O sopro divino da criatividade
Semana passada a dignísssima esposa (agora @be_duarte no Twitter) mandou um link de um vídeo de uma palestra sobre criatividade, feita por Elizabeth Gilbert, autora de um best seller chamado “Eat, Pray, Love”.
Cê viu que eu sacaneei e o vídeo não tem legendas e está em inglês, mas na palestra a autora falava de como ela dissocia de si mesma o impulso criativo, tratando-o como uma coisa separada, algo como que uma torrente de idéias externa à sua mente, sob a qual ela não tem o menor controle, que caem sobre ela sem aviso e que ela deve transpor para o papel. Ela diz ainda que isso é coisa que vêm desde a Grécia e Roma antigas, aonde os artistas e filósofos diziam haver um “gênio” ou “demônio” (daemon) que lhes acompanhava e lhes sopravam as idéias. Além dela outros artistas também costumam funcionar mais ou menos do mesmo jeito, como a poetisa americana Ruth Stone ou o cantor Tom Waits. Este último, conta ela, chegou ao ponto de uma vez, ao ter uma idéia para uma melodia enquanto dirigia, parar o carro e gritar aos céus: “Não está vendo que eu estou dirigindo e não tenho como anotar isso?”.

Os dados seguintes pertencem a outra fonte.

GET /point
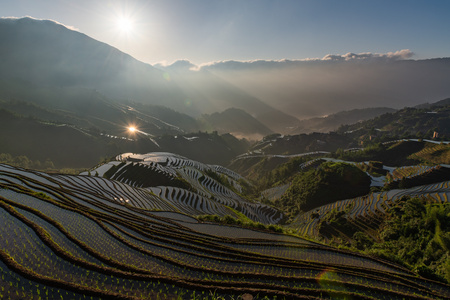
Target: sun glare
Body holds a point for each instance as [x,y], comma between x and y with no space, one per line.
[125,24]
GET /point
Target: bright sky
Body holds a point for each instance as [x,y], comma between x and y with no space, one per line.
[202,31]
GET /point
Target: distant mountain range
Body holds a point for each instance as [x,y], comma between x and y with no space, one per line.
[47,63]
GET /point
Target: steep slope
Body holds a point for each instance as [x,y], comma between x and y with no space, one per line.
[47,63]
[236,122]
[334,121]
[69,146]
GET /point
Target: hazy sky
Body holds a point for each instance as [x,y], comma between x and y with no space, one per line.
[212,30]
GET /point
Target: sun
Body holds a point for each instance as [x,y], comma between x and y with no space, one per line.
[125,24]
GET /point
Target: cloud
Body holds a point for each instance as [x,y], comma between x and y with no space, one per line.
[398,55]
[178,65]
[233,65]
[25,18]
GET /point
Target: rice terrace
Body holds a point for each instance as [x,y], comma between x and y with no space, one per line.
[106,233]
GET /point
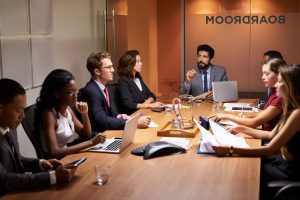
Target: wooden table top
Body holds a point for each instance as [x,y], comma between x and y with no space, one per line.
[181,176]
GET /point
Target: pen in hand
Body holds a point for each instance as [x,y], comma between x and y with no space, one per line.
[241,113]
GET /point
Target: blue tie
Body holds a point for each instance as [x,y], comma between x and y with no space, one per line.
[205,89]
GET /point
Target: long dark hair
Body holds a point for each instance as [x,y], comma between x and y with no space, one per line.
[290,75]
[127,63]
[55,81]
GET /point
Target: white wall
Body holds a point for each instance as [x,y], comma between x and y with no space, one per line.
[74,38]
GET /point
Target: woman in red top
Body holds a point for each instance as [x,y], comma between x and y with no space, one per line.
[271,114]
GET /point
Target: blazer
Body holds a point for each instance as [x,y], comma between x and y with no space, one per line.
[12,168]
[131,95]
[217,73]
[101,116]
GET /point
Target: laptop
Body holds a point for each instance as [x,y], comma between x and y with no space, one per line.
[225,91]
[117,145]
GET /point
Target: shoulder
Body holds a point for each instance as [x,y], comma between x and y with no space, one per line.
[296,113]
[274,100]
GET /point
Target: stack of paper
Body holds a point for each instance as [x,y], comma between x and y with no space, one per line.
[220,137]
[238,107]
[182,142]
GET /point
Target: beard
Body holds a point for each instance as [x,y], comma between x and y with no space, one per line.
[202,65]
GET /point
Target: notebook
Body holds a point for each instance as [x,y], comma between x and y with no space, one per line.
[225,91]
[117,145]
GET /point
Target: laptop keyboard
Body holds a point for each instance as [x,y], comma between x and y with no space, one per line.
[114,146]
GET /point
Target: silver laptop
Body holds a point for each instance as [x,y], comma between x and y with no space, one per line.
[116,145]
[225,91]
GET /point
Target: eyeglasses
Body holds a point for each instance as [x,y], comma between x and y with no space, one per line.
[70,92]
[108,67]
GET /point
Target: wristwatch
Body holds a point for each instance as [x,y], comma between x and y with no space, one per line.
[231,150]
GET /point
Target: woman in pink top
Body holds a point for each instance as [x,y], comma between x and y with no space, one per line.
[271,114]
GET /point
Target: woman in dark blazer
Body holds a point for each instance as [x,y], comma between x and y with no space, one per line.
[133,91]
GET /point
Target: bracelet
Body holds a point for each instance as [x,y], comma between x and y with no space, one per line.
[231,150]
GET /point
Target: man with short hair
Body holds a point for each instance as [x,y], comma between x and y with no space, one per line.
[12,165]
[268,55]
[198,80]
[103,113]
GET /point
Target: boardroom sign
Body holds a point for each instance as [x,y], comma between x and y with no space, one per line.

O que me surpreende nessas histórias é que não é só Tom Waits e Ruth Stone e Elizabeth Gilbert que pensam assim: muita gente fala exatamente do mesmo jeito ao explicar seu processo criativo. Hoje mesmo eu e Tiagón (a quem tive a HONRA de conhecer ao vivo esta semana), na mesa do boteco, falávamos exatamente disso, de como é complicado transpor as idéias que vêm às nossas cabeças em forma de música, ele no All Your Gardening Needs e eu nas minhas viagens musicais anteriormente publicadas sob a alcunha dos Bit Cousins.

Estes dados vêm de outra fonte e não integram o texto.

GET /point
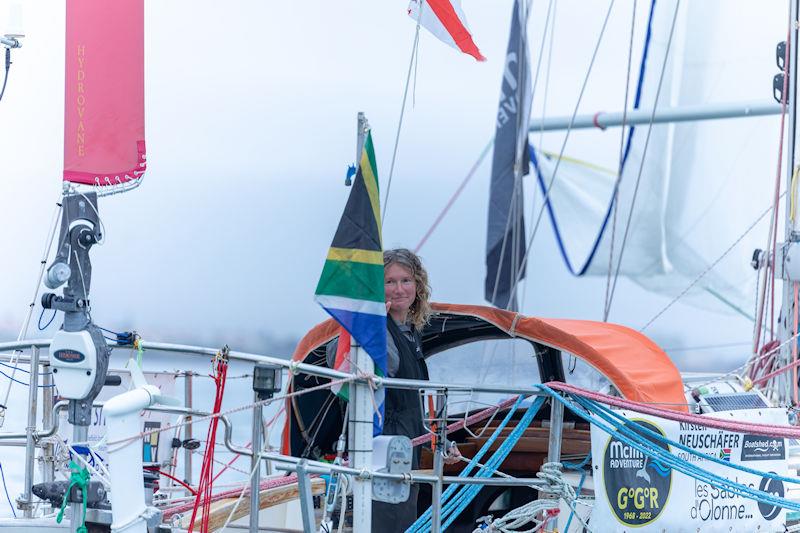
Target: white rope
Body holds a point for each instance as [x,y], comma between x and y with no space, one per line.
[414,52]
[644,156]
[710,267]
[528,514]
[564,143]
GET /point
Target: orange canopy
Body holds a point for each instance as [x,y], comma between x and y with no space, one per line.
[634,364]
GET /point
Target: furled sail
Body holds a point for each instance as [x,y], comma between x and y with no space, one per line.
[702,185]
[505,236]
[104,93]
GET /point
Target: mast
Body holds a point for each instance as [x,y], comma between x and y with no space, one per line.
[360,423]
[790,251]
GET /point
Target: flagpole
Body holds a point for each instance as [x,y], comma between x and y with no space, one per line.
[360,424]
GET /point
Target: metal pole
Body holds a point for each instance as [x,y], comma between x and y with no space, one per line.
[255,464]
[306,498]
[187,453]
[360,436]
[438,460]
[688,113]
[79,434]
[48,450]
[786,384]
[556,431]
[26,501]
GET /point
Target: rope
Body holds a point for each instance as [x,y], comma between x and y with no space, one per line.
[457,497]
[770,430]
[709,269]
[546,196]
[5,489]
[24,330]
[234,410]
[79,477]
[205,485]
[773,229]
[641,162]
[414,54]
[477,417]
[668,460]
[621,421]
[614,199]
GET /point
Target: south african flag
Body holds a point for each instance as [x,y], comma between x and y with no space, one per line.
[350,288]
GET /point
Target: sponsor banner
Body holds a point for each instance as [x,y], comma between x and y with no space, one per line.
[155,447]
[635,493]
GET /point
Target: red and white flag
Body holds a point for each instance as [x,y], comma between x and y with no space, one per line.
[446,20]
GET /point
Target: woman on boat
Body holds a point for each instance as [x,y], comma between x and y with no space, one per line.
[408,307]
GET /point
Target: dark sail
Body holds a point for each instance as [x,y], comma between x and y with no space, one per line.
[505,236]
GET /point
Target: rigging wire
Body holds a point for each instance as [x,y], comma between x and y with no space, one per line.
[615,196]
[644,155]
[455,196]
[24,330]
[8,67]
[3,477]
[710,267]
[414,53]
[549,24]
[773,230]
[546,196]
[516,195]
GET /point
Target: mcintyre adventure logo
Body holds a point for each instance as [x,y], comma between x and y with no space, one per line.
[637,486]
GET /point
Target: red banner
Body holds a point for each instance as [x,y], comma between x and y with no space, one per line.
[104,92]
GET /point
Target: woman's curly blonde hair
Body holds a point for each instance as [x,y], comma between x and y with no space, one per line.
[420,310]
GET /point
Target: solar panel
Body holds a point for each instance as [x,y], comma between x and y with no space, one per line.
[735,401]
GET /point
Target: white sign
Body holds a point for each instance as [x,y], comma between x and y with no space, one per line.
[635,493]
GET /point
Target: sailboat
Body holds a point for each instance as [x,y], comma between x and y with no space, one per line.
[607,358]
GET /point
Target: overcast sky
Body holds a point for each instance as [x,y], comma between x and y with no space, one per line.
[250,125]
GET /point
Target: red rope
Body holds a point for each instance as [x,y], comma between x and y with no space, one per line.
[784,94]
[770,430]
[233,493]
[203,496]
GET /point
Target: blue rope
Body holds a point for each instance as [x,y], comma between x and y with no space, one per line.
[5,488]
[657,436]
[468,492]
[662,456]
[583,268]
[417,525]
[423,522]
[576,466]
[577,494]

Então, é aí que está a mágica da coisa: eu acho curiosíssimo perceber que essa idéia de “idéias como um troço separado da sua mente, que vêm de repente” é meio que um meme, extremamente comum em várias eras, em gente de tudo que é parte do mundo e tanto em figurões da música e literatura quanto em, digamos, “compositores caseiros pouco relevantes na meritocracia informal da música”. E, em tese, isto não tem razão nenhuma de ser tão comum. E isto casa certinho com outra característica comum aos grandes gênios: a excentricidade (Excêntrico = afastado do centro).
E mesmo em pleno século XXI e no meio do meu período de vida mais cético, ainda assim eu me vejo obrigado a pelo menos considerar a possibilidade – remota mas bem interessante – de que a criatividade possa ser, de fato, um sopro divino sobre nossas cabeças mortais.
P.s.: A palestra da Elizabeth era uma das famosas TED Talks, que tem inclusive um canal no YouTube com várias delas legendadas em português.